The road south from the southern Turkish town of Hatay rises steeply through verdant agricultural land. At the small border village of Guvecci I get out of the car and immediately see dozens of men sitting on the edge of the road or otherwise milling about the stone houses, waiting.
Syrians all, few wished to give their full names and some would not specify the names of their villages. They had sneaked across the border so as to be able to pick up food to take it back to their families camped out in tents and under trees on the other side.
It is impossible to verify the exact number. But many agree that a figure of some 10,000 within a couple of kilometres of the border is likely.
Many of the villagers had left a week ago, following killings in the town of Jisr al-Shughur over the weekend of 3-5 June.
Ahmed, 22, from a village a few kilometres from Jisr al-Shughur, said he and his family had stayed on at their village longer than most to look after their homes, until yesterday when they headed up to the border.
A young man in a pink sweater said 400 people from the village of Shughur Kasmiyah had spent one week in the hills.
Shabiha – regime-backed militiamen – had poisoned the water, he said. Several people in the area, another young man added, had died as a result.
The alleged poisoning of the water was agreed upon by all the Syrians I spoke to in Guvecci, all of whom said they didn’t drink it.
How did locals know the water was poisoned? Before I arrived in Turkey, a UK-based man from Jisr al-Shughur told me that a few members of the Syrian security forces who were unhappy with the events had let locals know that drinking the water could be lethal.
Mobile phone lines in the Jisr al-Shughur area had been cut for days, the pink-clad man told me.
One tall young man said he was from the village of al-Sarmaniyah, some 10km south of Jisr al-Shughur, where the army entered on 10 June with “hundreds” of men in tanks and armoured personnel carriers.
“They shelled and machine-gunned the village,” he told me.
“They shot my friend Rafit Deeb and when I or anyone else went to try to save him, they shot at us. We could see he was alive, losing his breath. Five hours later the army left, but by then Rafit was dead. He was 22.
“Not only did they shell houses and shoot people but they also burnt crops and seeds and they machine-gunned the cows. Tanks drove through the orchards, destroying hundreds of olive and almond trees.”
“They are worse than the Zionists,” he said, making a comparison with what he saw to be the nature of the abuses committed by the Israeli authorities.
Ward Khalifeh, 21, also came from al-Sarmaniyah but had been working in Lebanon.
“About five days ago I called home but there was no answer. I travelled to the village and found it completely empty.”
“No one camped by the border knows what happened to the nine other members of his family.”
A group of about 15 people around me, from the towns and villages of Bdama, al-Za’eyniyah, Bataybat, al-Kafir, Sheykh Sendayan and al-Kastun – all in the area around Jisr al-Shughur, said the same had happened where they were from.
One person said that only a few elderly people had stayed behind.
“They are ghost towns now.
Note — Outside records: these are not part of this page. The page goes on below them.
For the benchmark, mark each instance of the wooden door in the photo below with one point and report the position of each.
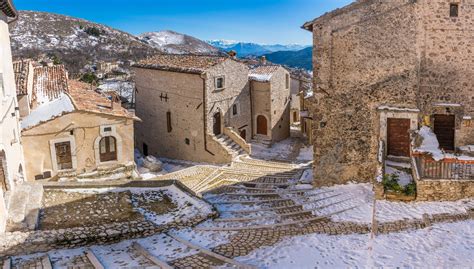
(63, 155)
(108, 149)
(217, 124)
(444, 128)
(262, 125)
(3, 178)
(243, 134)
(398, 137)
Only soldiers may be there,” Ward Khalifeh said.
As we speak, there’s a commotion as a delivery of bread arrives. Some of the men and boys walk off with plastic bags of Arabic bread.
A few haggard elderly men invite me to break bread with them. I respectfully decline and walk up onto the roof of one of the houses and look out towards Syria.
Some hundred metres away, beyond the young olive trees and the border fence, are a few dozen tents and some vehicles. In the woods rising up again, and in the woods yet beyond the peak, are said to be thousands of displaced Syrians living exposed to the elements, sleeping on the ground under trees, some under makeshift awnings.
It’s overcast, blustery and at times raining lightly. The sun sears my skin. No wonder these people are hardy.
I write these notes at night in my hotel room. For several hours now there has been heavy rain and thunder.